We're about to arrive at another offseason milestone, as teams are hammering our arbitration settlements with eligible players ahead of this week's deadline. Arbitration hearings will be happening with any player who doesn't reach a settlement with his team, and the Minnesota Twins have more than a few boxes to check.
Minnesota tendered seven players back in November, with each player varying in value according to initial projections.
- Kyle Farmer - $6.6
- Ryan Jeffers - $3.2M
- Caleb Thielbar - $3M
- Willi Castro - $2.3M
- Alex Kirilloff - $1.7M
- Jorge Alcala - $1M
- Nick Gordon - $1M
All of these players make sense to bring back next season, especially with a reduced payroll handcuffing the front office's ability to improve the roster in free agency. Minnesota isn't going to arbitration with all seven of these guys, though, as a pair have already settled.
Twins settle with Ryan Jeffers and Caleb Thielbar ahead of arbitration deadline
Update: The Twins reached settlements with six of their seven tendered players. Only Nick Gordon wasn't able to settle, which means he will go to a hearing to determine his salary next season.

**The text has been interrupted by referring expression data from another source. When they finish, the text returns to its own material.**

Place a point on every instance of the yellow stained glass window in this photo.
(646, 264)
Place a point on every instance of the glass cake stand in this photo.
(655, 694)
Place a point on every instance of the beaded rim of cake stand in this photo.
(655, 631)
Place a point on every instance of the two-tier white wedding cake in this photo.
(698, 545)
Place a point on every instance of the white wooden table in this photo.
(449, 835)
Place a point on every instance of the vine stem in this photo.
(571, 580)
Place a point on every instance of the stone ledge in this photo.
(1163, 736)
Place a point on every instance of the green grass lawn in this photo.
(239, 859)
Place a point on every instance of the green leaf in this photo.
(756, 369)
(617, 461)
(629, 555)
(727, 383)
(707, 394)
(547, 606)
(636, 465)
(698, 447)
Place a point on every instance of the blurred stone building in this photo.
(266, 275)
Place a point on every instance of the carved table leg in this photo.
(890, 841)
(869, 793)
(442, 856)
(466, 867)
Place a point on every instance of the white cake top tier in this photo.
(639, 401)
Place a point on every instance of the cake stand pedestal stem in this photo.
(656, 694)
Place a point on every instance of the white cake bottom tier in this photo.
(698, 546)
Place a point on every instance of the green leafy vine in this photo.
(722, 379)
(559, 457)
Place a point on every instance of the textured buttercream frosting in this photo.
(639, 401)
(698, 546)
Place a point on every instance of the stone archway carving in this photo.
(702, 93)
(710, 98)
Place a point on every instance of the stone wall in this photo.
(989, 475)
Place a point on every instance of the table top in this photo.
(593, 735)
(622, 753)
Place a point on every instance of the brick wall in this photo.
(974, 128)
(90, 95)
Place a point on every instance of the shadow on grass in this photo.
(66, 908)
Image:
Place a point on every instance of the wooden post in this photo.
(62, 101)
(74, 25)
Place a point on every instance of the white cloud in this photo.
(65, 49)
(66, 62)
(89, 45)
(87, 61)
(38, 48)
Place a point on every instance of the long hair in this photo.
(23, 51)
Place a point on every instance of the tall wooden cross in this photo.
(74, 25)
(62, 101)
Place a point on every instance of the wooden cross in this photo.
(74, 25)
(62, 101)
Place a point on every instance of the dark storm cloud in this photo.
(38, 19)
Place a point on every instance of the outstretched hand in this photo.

Before the deadline the Twins reached settlments with Ryan Jeffers and Caleb Thielbar. Both players are expected to play key roles for Minnesota next year, especially with it looking more and more unlikely that big moves are on the horizon.
Jeffers was projected at $3.2 million while Thielbar was projected to make $3 million, so between the two things settled right where we expected.
Bringing them both back was a no-brainer move, especially with how much Jeffers might factor into the day-to-day catching duties moving forward. He formed a nice tandem with Christian Vazquez last season but it became clear that Jeffers is the future, so long as he continues to build on his early success.
Thielbar was counted on to bolster the bullpen last year, and that's a role he'll continue to settle into this season. With it looking increasingly unlikely that the Twins will make a meaningful addition to the bullpen, Thielbar's development becomes that much more of a factor.
The work isn't over, as the Twins tendered seven players ahead of the November deadline. Kyle Farmer remains the biggest and most intriguing name, as well as the most expensive. Minnesota is expected to shop Farmer, alongside Max Kepler and Jorge Polanco, as trade currency to improve the roster.
Incentive to trade Farmer is rooted in how much he'll cost, which depends on what happens in arbitration. If he gets the $6.6 million he's projected for, that would essentially take a free agent signing off the board for hte Twins.
Whether the team chalks him up to that and keeps him, or trades him to save some money, is yet to be seen. Both Willi Castro and Nick Gordon are low-cost arbitration candidates who are projected to make half of what Farmer will but do essentially the same thing.